…so this isn’t so much of a tale, as a lesson.
A while back, I purged my kitchen of anything I felt was excessive. I mean in a house with 2 kids, did I honestly need 16 small plastic bowls. After the clean out, my kitchen was easier to manage & dishes didn’t get as out of control because we needed dishes to eat off of before I had the dishes packing the counter.
The other day, I started getting frustrated because there was stuff everywhere I turned. Clutter makes me a little manic, so I started to wig out. As I was walking through my house, with sleeping kiddos, I started asking…do we really need this much crap? Clearly the answer is no. But I didn’t want to just throw stuff out for the sake of declutting. So I started by picking up junk mail, half colored pieces of paper, dirty dishes, random socks in the hallway & pushed the question to the back of my mind.

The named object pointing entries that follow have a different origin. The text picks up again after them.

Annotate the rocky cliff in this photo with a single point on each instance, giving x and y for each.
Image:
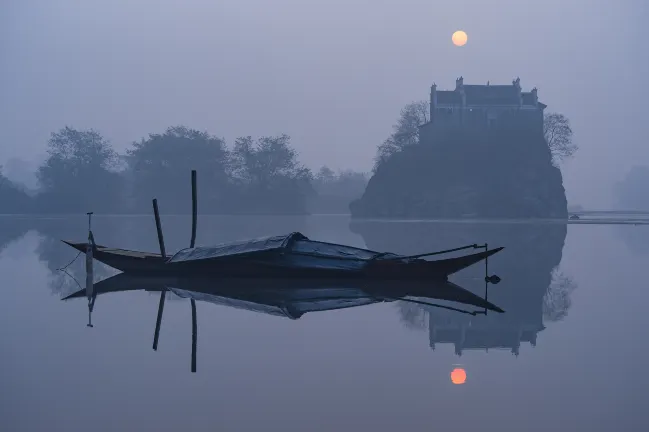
(506, 174)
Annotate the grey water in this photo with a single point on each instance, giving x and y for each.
(570, 353)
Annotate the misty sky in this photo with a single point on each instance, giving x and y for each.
(333, 74)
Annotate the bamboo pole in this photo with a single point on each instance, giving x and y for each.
(158, 224)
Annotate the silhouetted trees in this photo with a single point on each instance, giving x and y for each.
(78, 174)
(556, 129)
(159, 166)
(12, 198)
(336, 190)
(557, 299)
(268, 176)
(558, 135)
(84, 173)
(631, 192)
(405, 131)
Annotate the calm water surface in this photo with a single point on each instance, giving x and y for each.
(570, 353)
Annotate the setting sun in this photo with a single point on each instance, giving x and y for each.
(459, 38)
(458, 376)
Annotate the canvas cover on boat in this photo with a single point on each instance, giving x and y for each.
(294, 244)
(263, 244)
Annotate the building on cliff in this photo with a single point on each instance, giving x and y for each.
(469, 336)
(481, 108)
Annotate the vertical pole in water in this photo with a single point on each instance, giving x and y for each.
(486, 276)
(192, 243)
(89, 270)
(158, 225)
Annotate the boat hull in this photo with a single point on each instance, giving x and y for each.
(285, 266)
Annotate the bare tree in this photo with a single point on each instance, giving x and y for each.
(405, 131)
(557, 301)
(558, 135)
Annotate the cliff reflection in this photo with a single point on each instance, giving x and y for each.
(533, 290)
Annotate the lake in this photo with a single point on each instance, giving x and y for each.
(569, 354)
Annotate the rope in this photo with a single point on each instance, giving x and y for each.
(69, 264)
(474, 313)
(64, 270)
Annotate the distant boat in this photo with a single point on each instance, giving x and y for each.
(285, 275)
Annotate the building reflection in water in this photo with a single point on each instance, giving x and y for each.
(532, 292)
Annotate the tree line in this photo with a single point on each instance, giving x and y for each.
(83, 172)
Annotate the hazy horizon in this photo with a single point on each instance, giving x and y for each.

Yesterday morning, I was planning to make some biscuits for breakfast & to pack in my kids lunches, but when I opened up my cupboard I noticed I didn’t have enough flour. The thought caught me a little off guard…I didn’t have enough flour for biscuits, yet I had 3 partially used bags of different types of flour that serve different purposes.
********How in the world is it possible to have so much stuff & still not have what you need?********
After dropping the kids off at school, I met a good friend for smoothies. We talked about life & kids & husbands & kale & natural deodorant, but then our conversation took on a more questions of life kind of feel. We talked about the excess that Americans live in & what we think is normal that actually isn’t. I told her about my frustration with the stuff & then I said…”there’s not enough of anything, but we have too much of everything”. We talked about how kids in absolute, destitute poverty have smiles on their faces eating tortillas made out of water & dirt, because they don’t know any different. They don’t know the excess, so they are happy with what they have, even though to us it is sad & disgusting.
That conversation stayed with me all day long & into the night. After the kids where asleep, I walked around the house surveying the scene. The stuff. The amount of build up. Now, I am pretty good about cleaning out. I am the exact opposite of a pack rat; but somehow stuff just keeps happening.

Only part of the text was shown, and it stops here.